Energy Firms Leverage Stock Deals Amid Market Volatility
Riding the Wave of Market Volatility
Amid the ongoing market volatility and geopolitical events like Russia’s war in Ukraine, energy companies are finding solace in stock transactions for their acquisition strategies. CEOs of these firms are increasingly turning to stock deals, which offer shareholders the opportunity to benefit from the growth of the combined companies and defer taxes.
Hess Corporation’s Stock Sale to Chevron
The trend is evident in the recent sale of Hess Corporation to Chevron. Both companies seized the opportunity when their share trajectories aligned, resulting in a significant dividend increase for Hess shareholders, from $1.75 to $6 per share. This approach allows energy giants like Exxon and Chevron to mitigate risks associated with exploring unproven reserves and instead target peers operating in lucrative oil and gas regions such as the Permian basin and Guyana, one of the world’s fastest-growing oil provinces.
Premiums and Strategies
Morningstar analysts highlighted the Hess deal’s 4.9% premium due to high valuation. Exxon paid an 18% premium for Pioneer’s shares in an all-stock deal based on Pioneer’s undisturbed share price. Chevron initially offered a larger 39% premium for Anadarko in 2019 but was eventually outbid by Occidental Petroleum’s $38-billion offer. These stock transactions raise questions about Exxon and Chevron’s strategies for managing their growing cash piles.
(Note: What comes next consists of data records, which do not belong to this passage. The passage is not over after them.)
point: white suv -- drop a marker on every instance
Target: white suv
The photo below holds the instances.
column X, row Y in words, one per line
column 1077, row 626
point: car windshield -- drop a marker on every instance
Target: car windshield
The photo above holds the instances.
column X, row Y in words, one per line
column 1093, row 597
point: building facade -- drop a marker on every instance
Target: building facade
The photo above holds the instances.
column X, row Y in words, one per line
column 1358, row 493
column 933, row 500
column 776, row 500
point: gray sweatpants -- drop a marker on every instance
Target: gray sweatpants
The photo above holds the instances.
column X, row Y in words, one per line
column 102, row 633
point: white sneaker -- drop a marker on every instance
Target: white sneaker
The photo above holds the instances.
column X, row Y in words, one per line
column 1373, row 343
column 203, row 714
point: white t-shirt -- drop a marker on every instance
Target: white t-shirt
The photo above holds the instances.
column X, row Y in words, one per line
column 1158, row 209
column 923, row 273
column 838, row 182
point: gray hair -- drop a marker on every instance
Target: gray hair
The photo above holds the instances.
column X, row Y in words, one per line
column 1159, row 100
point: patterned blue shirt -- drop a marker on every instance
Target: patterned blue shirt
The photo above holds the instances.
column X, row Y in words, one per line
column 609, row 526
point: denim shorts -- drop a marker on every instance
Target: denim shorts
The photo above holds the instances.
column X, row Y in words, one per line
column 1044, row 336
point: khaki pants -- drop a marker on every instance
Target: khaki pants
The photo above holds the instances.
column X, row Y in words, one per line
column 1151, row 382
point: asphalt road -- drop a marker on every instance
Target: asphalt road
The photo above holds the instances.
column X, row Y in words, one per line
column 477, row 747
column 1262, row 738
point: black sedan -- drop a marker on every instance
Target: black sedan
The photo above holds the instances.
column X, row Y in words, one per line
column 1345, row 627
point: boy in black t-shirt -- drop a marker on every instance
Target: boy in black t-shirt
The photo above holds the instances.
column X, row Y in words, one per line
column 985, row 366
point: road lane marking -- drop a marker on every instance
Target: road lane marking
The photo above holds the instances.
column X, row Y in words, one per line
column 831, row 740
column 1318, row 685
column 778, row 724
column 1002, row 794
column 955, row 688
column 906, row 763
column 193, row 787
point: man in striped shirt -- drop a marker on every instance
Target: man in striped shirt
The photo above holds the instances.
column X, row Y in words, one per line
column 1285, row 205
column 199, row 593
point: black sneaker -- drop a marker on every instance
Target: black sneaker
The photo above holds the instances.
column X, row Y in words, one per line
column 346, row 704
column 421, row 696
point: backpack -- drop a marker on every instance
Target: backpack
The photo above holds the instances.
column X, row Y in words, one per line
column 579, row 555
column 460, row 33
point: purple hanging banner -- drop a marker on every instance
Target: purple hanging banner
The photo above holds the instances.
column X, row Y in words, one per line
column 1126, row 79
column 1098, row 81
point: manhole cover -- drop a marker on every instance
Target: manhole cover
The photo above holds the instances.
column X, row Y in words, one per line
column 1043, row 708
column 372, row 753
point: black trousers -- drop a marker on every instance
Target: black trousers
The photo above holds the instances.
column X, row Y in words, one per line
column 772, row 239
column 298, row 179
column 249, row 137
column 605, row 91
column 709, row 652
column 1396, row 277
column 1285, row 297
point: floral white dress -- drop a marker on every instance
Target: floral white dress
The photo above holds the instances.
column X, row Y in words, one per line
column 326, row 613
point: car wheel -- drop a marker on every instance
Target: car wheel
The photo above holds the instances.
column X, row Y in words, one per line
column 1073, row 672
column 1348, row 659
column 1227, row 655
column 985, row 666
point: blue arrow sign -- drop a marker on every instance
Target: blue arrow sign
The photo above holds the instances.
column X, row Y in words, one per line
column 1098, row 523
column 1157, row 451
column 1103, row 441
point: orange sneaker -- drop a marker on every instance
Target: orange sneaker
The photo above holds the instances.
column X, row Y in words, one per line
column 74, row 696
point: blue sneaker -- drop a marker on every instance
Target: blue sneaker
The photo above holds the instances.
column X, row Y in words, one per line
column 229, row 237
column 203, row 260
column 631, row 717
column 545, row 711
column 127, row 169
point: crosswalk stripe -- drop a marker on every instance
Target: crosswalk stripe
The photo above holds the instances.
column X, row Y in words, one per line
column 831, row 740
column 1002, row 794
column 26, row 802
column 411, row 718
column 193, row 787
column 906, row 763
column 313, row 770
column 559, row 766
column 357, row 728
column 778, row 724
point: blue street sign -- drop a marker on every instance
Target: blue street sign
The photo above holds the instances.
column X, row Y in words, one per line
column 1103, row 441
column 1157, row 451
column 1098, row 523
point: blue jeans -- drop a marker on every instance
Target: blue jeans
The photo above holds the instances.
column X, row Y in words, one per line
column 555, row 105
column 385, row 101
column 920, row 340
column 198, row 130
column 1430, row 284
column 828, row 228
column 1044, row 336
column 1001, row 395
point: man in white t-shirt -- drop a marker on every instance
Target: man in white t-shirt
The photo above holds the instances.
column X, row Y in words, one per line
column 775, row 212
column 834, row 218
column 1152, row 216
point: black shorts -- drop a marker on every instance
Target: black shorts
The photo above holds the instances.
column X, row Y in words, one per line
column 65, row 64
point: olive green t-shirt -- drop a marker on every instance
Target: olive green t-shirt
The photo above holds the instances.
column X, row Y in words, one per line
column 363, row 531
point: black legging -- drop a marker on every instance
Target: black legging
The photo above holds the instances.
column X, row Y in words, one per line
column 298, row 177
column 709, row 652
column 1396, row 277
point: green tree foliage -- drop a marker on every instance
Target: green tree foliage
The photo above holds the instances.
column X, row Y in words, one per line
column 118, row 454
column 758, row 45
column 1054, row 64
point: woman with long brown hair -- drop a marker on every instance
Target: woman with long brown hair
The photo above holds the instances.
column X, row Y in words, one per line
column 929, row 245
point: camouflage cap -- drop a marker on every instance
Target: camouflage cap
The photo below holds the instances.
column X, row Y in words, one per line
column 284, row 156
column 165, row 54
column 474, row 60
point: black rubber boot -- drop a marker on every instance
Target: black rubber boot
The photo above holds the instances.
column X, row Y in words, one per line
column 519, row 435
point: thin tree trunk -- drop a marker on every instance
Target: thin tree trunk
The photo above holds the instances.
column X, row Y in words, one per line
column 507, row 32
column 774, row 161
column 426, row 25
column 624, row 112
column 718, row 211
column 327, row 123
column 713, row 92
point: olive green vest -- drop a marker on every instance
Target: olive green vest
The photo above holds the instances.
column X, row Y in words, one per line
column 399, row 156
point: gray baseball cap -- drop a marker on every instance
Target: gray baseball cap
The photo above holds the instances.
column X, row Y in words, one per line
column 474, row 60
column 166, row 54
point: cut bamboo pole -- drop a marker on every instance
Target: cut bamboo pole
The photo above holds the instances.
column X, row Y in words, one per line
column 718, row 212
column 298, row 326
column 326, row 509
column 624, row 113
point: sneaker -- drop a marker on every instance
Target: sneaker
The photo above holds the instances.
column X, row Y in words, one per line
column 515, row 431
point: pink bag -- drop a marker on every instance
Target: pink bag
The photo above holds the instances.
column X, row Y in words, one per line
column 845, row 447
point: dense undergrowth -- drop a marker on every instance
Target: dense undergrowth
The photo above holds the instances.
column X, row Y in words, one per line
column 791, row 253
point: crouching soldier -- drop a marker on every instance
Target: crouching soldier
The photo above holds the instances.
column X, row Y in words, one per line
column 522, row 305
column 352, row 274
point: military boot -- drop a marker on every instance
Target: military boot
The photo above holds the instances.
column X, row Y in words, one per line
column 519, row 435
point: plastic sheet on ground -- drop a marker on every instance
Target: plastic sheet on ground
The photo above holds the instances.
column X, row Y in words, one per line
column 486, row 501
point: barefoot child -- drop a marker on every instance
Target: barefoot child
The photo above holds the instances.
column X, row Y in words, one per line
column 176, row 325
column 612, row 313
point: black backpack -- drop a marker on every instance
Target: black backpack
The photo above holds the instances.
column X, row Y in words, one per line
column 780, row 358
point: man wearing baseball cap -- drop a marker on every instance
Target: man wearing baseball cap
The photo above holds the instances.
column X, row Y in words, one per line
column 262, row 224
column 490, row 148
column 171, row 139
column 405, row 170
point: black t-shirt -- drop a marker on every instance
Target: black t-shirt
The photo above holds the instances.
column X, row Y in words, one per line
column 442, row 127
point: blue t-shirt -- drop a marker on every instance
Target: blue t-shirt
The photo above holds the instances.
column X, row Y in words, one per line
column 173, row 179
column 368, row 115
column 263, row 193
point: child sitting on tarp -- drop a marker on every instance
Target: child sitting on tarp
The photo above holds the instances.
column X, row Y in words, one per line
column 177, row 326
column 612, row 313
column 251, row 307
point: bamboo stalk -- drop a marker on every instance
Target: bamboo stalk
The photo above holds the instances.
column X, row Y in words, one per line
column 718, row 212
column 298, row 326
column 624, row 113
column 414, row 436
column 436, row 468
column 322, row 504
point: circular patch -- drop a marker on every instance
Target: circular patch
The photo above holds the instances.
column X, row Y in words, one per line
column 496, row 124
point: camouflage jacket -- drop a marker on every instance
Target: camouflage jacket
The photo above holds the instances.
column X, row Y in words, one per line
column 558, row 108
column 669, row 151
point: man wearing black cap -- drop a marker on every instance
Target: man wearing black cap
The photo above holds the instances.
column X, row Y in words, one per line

Returning Cash to Shareholders
One approach is returning excess cash to shareholders through dividends and share buybacks, compensating for dilution resulting from all-stock acquisitions. Chevron has already announced plans for an 8% dividend increase in the first quarter and annual stock buybacks worth $20 billion. Exxon, on the other hand, has hinted at annual share buybacks worth $17.5 billion over the next two years. Enverus energy consultancy noted that these buyback programs support all-stock deals by reducing share counts over time after issuing new equity.
In conclusion, energy companies are leveraging stock deals amidst market volatility to acquire other firms. Shareholders stand to benefit from the growth of the combined companies while deferring taxes. Exxon and Chevron are employing strategies such as returning cash to shareholders through dividends and share buybacks. These initiatives compensate for dilution resulting from all-stock acquisitions. The energy sector continues to navigate the challenging market conditions by capitalizing on stock transactions and optimizing their cash reserves.